Un porte-parole de Corbyn a par la suite nié avoir insulté May et a souligné que ce qu’il a dit étaient des gens stupides, en référence aux Conservateurs dans leur ensemble, pour leurs tentatives de minimiser la crise Brexit. Ce porte-parole a douté du verdict de certains experts en lecture labiale, qui ont corroboré qu’il avait traité le premier ministre de stupide après s’être moqué de lui.

La déclaration de Bercow

Au moment des faits, Bercow a déclaré qu’il ne pouvait pas agir immédiatement car il n’avait pas été témoin directement de la prétendue insulte, mais il a précisé que tout député ayant enfreint les règles de politesse devrait présenter des excuses.
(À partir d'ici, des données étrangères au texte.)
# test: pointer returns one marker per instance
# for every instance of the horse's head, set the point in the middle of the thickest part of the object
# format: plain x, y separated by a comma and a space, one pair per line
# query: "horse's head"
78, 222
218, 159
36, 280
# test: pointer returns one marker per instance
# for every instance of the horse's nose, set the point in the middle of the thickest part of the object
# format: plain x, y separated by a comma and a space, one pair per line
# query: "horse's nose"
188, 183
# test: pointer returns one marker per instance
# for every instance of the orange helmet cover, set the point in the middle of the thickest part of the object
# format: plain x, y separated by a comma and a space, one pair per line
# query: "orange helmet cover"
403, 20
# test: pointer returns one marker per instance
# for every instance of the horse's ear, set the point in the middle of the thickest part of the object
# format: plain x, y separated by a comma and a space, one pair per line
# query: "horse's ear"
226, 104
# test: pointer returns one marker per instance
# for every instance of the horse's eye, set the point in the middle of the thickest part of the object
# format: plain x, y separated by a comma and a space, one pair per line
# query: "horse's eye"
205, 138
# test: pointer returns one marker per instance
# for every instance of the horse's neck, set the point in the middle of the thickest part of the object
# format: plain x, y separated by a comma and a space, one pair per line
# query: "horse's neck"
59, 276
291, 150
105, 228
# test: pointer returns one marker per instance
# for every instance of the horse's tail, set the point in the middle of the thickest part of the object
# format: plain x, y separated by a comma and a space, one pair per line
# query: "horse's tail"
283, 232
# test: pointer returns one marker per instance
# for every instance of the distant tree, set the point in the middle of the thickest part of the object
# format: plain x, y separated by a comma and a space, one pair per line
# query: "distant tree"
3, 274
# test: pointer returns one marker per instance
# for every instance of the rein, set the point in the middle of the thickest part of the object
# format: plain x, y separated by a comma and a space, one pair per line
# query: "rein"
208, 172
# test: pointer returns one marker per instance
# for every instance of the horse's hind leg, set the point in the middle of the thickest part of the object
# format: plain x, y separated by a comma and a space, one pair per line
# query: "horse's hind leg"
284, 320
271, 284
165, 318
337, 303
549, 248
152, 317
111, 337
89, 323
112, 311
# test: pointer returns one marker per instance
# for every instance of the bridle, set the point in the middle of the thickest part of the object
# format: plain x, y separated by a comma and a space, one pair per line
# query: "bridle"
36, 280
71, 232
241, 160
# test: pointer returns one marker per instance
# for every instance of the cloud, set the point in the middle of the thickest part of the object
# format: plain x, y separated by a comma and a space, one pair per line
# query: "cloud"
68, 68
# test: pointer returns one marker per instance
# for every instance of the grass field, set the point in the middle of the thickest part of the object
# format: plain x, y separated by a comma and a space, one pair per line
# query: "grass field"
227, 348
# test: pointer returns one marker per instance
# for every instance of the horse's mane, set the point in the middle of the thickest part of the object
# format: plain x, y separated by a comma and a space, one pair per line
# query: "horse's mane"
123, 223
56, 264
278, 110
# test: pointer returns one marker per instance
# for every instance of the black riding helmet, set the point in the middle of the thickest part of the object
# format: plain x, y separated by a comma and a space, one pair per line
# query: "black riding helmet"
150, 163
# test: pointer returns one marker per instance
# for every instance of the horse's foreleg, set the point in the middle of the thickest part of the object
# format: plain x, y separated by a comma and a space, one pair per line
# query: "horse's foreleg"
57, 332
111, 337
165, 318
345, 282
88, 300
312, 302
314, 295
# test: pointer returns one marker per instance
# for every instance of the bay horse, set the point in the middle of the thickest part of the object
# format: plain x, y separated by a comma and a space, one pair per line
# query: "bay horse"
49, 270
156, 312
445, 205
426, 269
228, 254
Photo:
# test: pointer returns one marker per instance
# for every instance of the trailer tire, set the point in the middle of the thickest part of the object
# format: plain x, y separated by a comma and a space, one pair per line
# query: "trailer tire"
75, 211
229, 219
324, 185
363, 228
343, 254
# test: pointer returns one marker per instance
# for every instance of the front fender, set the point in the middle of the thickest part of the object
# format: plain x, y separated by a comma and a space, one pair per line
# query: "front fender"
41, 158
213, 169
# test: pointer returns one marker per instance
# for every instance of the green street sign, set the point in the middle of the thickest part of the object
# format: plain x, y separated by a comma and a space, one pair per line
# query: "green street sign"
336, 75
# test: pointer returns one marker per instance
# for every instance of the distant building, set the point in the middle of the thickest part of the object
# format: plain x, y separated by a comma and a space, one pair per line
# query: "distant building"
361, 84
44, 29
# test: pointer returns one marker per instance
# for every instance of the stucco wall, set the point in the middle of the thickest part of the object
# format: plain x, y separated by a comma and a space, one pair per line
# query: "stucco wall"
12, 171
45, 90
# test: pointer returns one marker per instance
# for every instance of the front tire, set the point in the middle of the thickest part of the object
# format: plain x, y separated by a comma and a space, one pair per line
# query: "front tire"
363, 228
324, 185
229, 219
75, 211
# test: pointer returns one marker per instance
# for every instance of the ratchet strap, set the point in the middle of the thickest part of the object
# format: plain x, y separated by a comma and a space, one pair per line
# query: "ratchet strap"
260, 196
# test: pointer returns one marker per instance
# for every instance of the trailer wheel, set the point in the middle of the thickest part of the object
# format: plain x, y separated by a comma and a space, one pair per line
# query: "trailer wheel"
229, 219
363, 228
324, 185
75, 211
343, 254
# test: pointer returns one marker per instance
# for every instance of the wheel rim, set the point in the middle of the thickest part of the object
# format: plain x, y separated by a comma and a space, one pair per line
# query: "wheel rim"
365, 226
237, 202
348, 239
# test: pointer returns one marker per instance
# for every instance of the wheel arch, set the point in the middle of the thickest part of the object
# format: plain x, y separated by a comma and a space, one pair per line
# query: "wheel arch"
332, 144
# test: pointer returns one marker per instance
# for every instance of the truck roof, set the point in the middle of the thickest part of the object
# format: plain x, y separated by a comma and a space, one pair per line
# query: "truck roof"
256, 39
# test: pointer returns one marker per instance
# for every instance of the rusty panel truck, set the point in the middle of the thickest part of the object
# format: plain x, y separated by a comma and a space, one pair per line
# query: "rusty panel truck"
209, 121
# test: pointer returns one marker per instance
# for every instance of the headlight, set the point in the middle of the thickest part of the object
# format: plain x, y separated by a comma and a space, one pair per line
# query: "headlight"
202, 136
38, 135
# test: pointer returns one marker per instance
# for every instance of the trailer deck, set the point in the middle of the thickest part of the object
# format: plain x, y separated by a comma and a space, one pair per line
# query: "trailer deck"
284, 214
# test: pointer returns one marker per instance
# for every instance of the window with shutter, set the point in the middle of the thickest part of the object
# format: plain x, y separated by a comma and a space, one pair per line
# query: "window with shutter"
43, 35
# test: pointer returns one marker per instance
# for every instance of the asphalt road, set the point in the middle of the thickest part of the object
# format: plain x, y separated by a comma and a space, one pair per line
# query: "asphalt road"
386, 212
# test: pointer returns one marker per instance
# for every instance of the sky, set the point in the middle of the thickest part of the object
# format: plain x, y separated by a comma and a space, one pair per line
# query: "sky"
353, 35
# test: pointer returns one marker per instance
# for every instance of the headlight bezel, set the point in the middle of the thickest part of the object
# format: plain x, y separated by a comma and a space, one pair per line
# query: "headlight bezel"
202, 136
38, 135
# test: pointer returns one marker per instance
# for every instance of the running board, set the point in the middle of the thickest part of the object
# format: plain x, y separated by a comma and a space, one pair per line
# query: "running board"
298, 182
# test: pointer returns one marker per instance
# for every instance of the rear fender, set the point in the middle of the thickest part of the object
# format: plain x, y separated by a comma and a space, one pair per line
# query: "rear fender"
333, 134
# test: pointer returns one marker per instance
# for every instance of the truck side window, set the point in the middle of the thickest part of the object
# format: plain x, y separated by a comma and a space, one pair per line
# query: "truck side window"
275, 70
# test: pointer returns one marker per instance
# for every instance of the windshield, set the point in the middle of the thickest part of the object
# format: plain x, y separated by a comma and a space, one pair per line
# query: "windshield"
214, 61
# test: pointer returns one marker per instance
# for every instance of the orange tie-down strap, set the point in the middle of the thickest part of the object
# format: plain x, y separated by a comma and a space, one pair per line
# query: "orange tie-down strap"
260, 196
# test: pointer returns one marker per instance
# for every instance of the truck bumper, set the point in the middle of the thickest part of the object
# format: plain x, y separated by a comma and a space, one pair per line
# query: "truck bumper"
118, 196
Le conflit aux Communes a commencé lorsqu’un député conservateur a critiqué le dirigeant travailliste pour son attaque contre le chef du gouvernement, prétendument après avoir regardé la vidéo de la session d’aujourd’hui affichée sur Internet par le portail web anti-Corbyn The Red Roar. Son collègue James Cleverly a noté qu’il l’avait lui-même entendu de la bouche de Corbyn – qui avait quitté la caméra pour découvrir l’origine de la controverse – alors que Margaret Beckett, du parti travailliste, accusait les Conservateurs d’orchestrer une bagarre  avant les vacances de Noël.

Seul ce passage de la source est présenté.